9 de novembro de 2010

Super-dúvidas

Ontem a tarde eu estava passeando pelo campus da UNICAMP até que resolvi sentar em um dos bancos ao redor do círculo central que tão importante é que está presente no símbolo conhecido da instituição. Ainda não tenho muitos amigos com quem compartilhar uma gostosa tarde sentindo o vento e observando a bela paisagem arbórea de forma que, ali, eu me encontrava sozinho. Talvez, e com toda a probabilidade o é, seja supérfluo mencionar que dei uma volta, ao redor do círculo, de aproximadamente 270 graus apenas para evitar um grupo de estudantes da USP que vendiam assinaturas promocionais de revistas supostamente financiadas pelos cartões de crédito. O que importa realmente é que eu estava lá, sentado, olhando ao redor como se curtindo o bom tempo e o sol sorridente, mas na verdade internamente obcecado com questões acadêmicas e de cunho particular. Estando lá, como estava, vi o que vi e pensei o que pensei, como não poderia se não estivesse lá - dirão os médios: é claro! Eu respondo que existem aqueles que acreditam em destino e não se pode recusar a probabilidade de que aquilo só venha a ter acontecido porque eu estava lá para acontecer, de forma que se não estivesse lá, aconteceria onde quer que eu estivesse. Fora questões que não nos levam a lugar nenhum, vamos ao que interessa.

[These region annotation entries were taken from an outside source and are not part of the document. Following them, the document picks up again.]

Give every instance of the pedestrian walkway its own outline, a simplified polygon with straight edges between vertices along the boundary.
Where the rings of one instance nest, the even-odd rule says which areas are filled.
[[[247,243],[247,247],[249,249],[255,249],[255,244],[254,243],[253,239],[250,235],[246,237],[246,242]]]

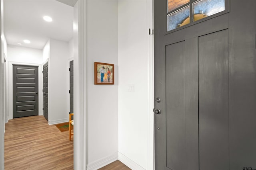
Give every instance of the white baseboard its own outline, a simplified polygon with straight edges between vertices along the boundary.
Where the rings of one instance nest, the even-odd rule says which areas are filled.
[[[87,170],[97,170],[114,161],[117,160],[118,158],[118,152],[115,153],[112,155],[106,157],[99,159],[87,165]]]
[[[118,160],[132,170],[145,170],[132,160],[118,152]]]
[[[69,121],[69,119],[68,118],[52,121],[49,120],[48,124],[49,124],[49,125],[56,125],[56,124],[61,123],[62,123],[68,122]]]

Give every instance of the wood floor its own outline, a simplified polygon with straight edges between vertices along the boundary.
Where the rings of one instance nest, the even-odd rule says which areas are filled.
[[[42,116],[10,120],[4,135],[5,170],[73,169],[73,143],[69,131],[49,125]],[[100,170],[130,170],[117,160]]]
[[[107,166],[104,166],[98,170],[131,170],[131,169],[126,166],[120,161],[117,160]]]
[[[69,131],[49,125],[42,116],[9,120],[6,124],[6,170],[73,170],[73,140]]]

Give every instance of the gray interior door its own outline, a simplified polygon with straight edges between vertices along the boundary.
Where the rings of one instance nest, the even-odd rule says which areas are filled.
[[[69,63],[70,113],[74,113],[74,61]]]
[[[156,170],[256,169],[256,2],[168,32],[166,1],[154,1]]]
[[[43,66],[43,77],[44,116],[48,120],[48,62]]]
[[[38,66],[13,65],[13,118],[38,115]]]

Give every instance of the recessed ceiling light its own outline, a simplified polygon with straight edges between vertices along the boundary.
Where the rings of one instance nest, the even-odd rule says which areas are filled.
[[[24,39],[24,40],[23,40],[23,42],[26,44],[30,44],[30,41],[27,39]]]
[[[47,22],[51,22],[52,21],[52,18],[49,16],[44,16],[43,18],[44,20]]]

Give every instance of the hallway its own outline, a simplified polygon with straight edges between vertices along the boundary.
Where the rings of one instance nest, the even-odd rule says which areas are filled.
[[[68,133],[49,125],[42,116],[10,120],[4,135],[5,169],[73,170]]]

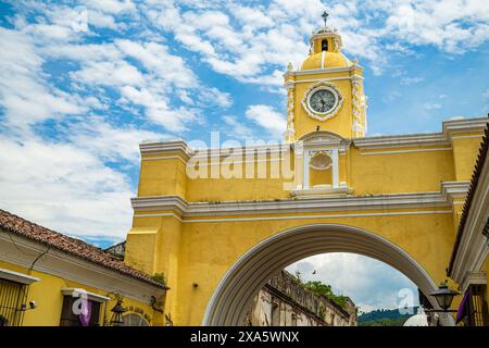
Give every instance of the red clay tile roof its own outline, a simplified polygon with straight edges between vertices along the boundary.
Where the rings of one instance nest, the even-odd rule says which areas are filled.
[[[39,226],[30,221],[1,209],[0,229],[4,229],[7,232],[45,244],[72,256],[97,263],[106,269],[149,283],[153,286],[167,288],[164,284],[154,281],[150,275],[127,265],[124,261],[111,257],[109,253],[88,243]]]
[[[488,114],[489,116],[489,114]],[[484,164],[486,163],[486,158],[489,149],[489,126],[486,127],[485,135],[482,137],[482,142],[480,144],[479,154],[477,157],[474,173],[472,174],[471,186],[468,188],[467,198],[465,199],[464,208],[462,210],[462,215],[460,217],[459,228],[456,231],[455,244],[452,250],[452,257],[450,258],[450,264],[447,269],[447,275],[452,275],[453,263],[455,262],[455,256],[459,250],[460,243],[462,240],[462,235],[467,222],[468,211],[471,210],[472,201],[474,199],[475,191],[477,189],[477,184],[479,183],[479,176],[482,172]]]

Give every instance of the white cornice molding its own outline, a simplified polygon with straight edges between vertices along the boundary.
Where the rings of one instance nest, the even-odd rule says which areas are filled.
[[[390,194],[339,197],[297,197],[267,201],[187,202],[178,196],[133,198],[135,212],[172,211],[181,217],[306,213],[344,210],[410,209],[452,207],[453,197],[462,197],[467,182],[442,183],[438,192]]]
[[[32,276],[28,274],[14,272],[14,271],[5,270],[5,269],[0,269],[0,279],[7,279],[7,281],[21,283],[21,284],[25,284],[25,285],[29,285],[29,284],[40,281],[36,276]]]
[[[141,142],[139,145],[139,150],[142,156],[145,154],[179,154],[184,160],[188,160],[192,154],[193,150],[187,145],[185,140],[172,140],[172,141],[159,141],[159,142]]]
[[[47,246],[17,235],[12,235],[11,239],[7,233],[0,233],[0,250],[1,261],[28,269],[34,260],[47,250]],[[151,303],[151,296],[158,298],[165,291],[147,282],[109,270],[57,249],[50,249],[45,257],[35,263],[33,270],[106,293],[117,293],[148,304]],[[39,282],[42,282],[42,275],[40,275]],[[61,287],[59,290],[61,291]]]
[[[411,134],[411,135],[392,135],[392,136],[379,136],[379,137],[364,137],[346,139],[349,142],[352,141],[355,147],[361,150],[381,149],[381,148],[403,148],[403,147],[417,147],[417,146],[447,146],[452,144],[452,135],[460,133],[480,133],[482,136],[484,128],[488,124],[488,119],[464,119],[464,120],[450,120],[444,121],[442,125],[442,133],[427,133],[427,134]],[[455,136],[456,138],[456,136]],[[280,152],[283,146],[289,146],[288,144],[266,144],[256,145],[250,147],[238,148],[213,148],[213,149],[191,149],[184,140],[173,140],[164,142],[142,142],[139,148],[141,156],[146,154],[178,154],[184,161],[192,156],[211,157],[211,158],[225,158],[233,151],[256,151],[259,154],[263,153],[277,153]],[[151,159],[151,158],[147,158]]]
[[[471,186],[469,181],[441,182],[441,195],[453,201],[454,198],[465,198]]]
[[[354,139],[353,144],[361,150],[415,146],[451,146],[453,134],[480,133],[480,136],[482,136],[487,123],[487,117],[450,120],[442,123],[442,133],[365,137]]]
[[[489,251],[482,234],[489,216],[489,161],[486,160],[453,261],[451,277],[462,284],[468,273],[479,272]]]
[[[341,67],[288,71],[288,72],[284,73],[284,78],[287,79],[289,76],[305,76],[305,75],[317,75],[317,74],[327,74],[327,73],[344,73],[344,72],[352,72],[354,70],[363,71],[363,66],[361,66],[359,64],[352,64],[350,66],[344,66],[344,67],[341,66]]]

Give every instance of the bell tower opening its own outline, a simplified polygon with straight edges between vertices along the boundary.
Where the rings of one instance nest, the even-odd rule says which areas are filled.
[[[289,64],[284,74],[288,142],[317,130],[317,125],[343,138],[364,137],[367,130],[363,67],[341,52],[340,33],[327,25],[327,12],[322,16],[324,25],[312,33],[308,57],[297,70]]]

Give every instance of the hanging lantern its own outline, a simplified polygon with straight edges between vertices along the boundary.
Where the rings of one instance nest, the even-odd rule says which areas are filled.
[[[127,311],[127,309],[124,308],[122,303],[122,299],[117,299],[114,308],[111,309],[111,312],[113,313],[111,319],[111,326],[122,326],[124,324],[123,314]]]

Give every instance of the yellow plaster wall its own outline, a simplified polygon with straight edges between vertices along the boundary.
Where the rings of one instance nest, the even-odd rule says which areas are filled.
[[[396,150],[405,152],[383,154],[383,151],[389,152],[392,149],[361,151],[350,148],[351,171],[348,184],[354,189],[354,195],[439,191],[441,182],[455,178],[450,150]],[[380,154],[364,154],[368,152]]]
[[[468,138],[465,138],[467,136]],[[455,164],[455,178],[457,181],[471,179],[480,147],[480,136],[481,134],[456,134],[453,136],[453,162]]]
[[[151,158],[151,157],[148,157]],[[186,164],[179,158],[141,161],[138,196],[177,195],[185,197]]]
[[[28,274],[28,270],[26,268],[3,261],[0,261],[0,268]],[[63,294],[61,293],[61,289],[64,287],[84,288],[89,293],[109,296],[105,290],[54,276],[45,272],[32,271],[30,275],[40,278],[40,281],[35,282],[29,286],[26,303],[28,304],[29,301],[36,301],[37,308],[25,312],[23,326],[59,326],[61,310],[63,307]],[[114,306],[115,301],[112,299],[106,303],[101,303],[99,318],[100,325],[110,322],[112,316],[112,312],[110,310]],[[124,298],[123,306],[125,308],[133,307],[134,309],[142,310],[143,313],[151,318],[150,325],[163,325],[163,315],[156,311],[153,311],[151,306],[147,303],[130,298]]]

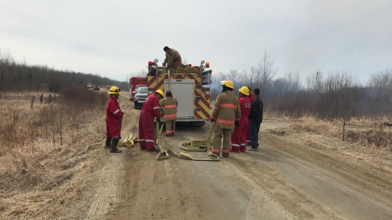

A única coisa que vi, de fato, vendo, com os olhos da carne, foi um senhor que se chegou para sentar ao meu lado. Complicado isto é, já que poderia te-lo chamado de rapaz, uma vez que velho não era, mais velho do que eu certamente, mas isto entra no questionamento de como eu deveria ser chamado, se rapaz deixei de ser e senhor ainda estou longe. O senhor-rapaz ao meu lado sorriu e me mostrou uma chapa de ferro, dividida sutilmente por uma fenda longitudinal, destacando quase que imediatamente as duas partes como se a chapa fosse de plástico. Eu não entendi o que aquilo queria dizer e fiquei muito mais impressionado por uma pessoa de Campinas sentar-se ao meu lado num lugar público que oferecia diversas outras oportunidades de assento individual do que com a graça que o que chegou fez. Eu, com a testa franzida propositadamente, o olhei com atenção e simpatia, já que ele trazia aparência simpática. O senhor-rapaz me ofereceu a chapa de ferro com a mão esquerda, quando a toquei, verifiquei que se tratava se um material realmente deveras duro para se quebrar ou dobrar. Depois que me viu manuseando o objeto com certo carinho, o senhor-rapaz o pediu novamente e lhe entreguei, ao passo que ele tinha dobrado o material com o uso de apenas uma das mãos. Diante de provocação tão direta, improvável seria se eu, mesmo sendo de natureza leza como sou, não notasse que o senhor-rapaz queria que eu o fizesse um super-herói.

-- Você é mágico? -- Imaginei logo que a presença de semelhante criatura ou significasse que cobraria por serviços de distração, o que cabe a um mágico como aquele, ou que me apontaria convite para um espetáculo onde a alternativa anterior caberia mais convenientemente. Só pensei em dinheiro, confesso.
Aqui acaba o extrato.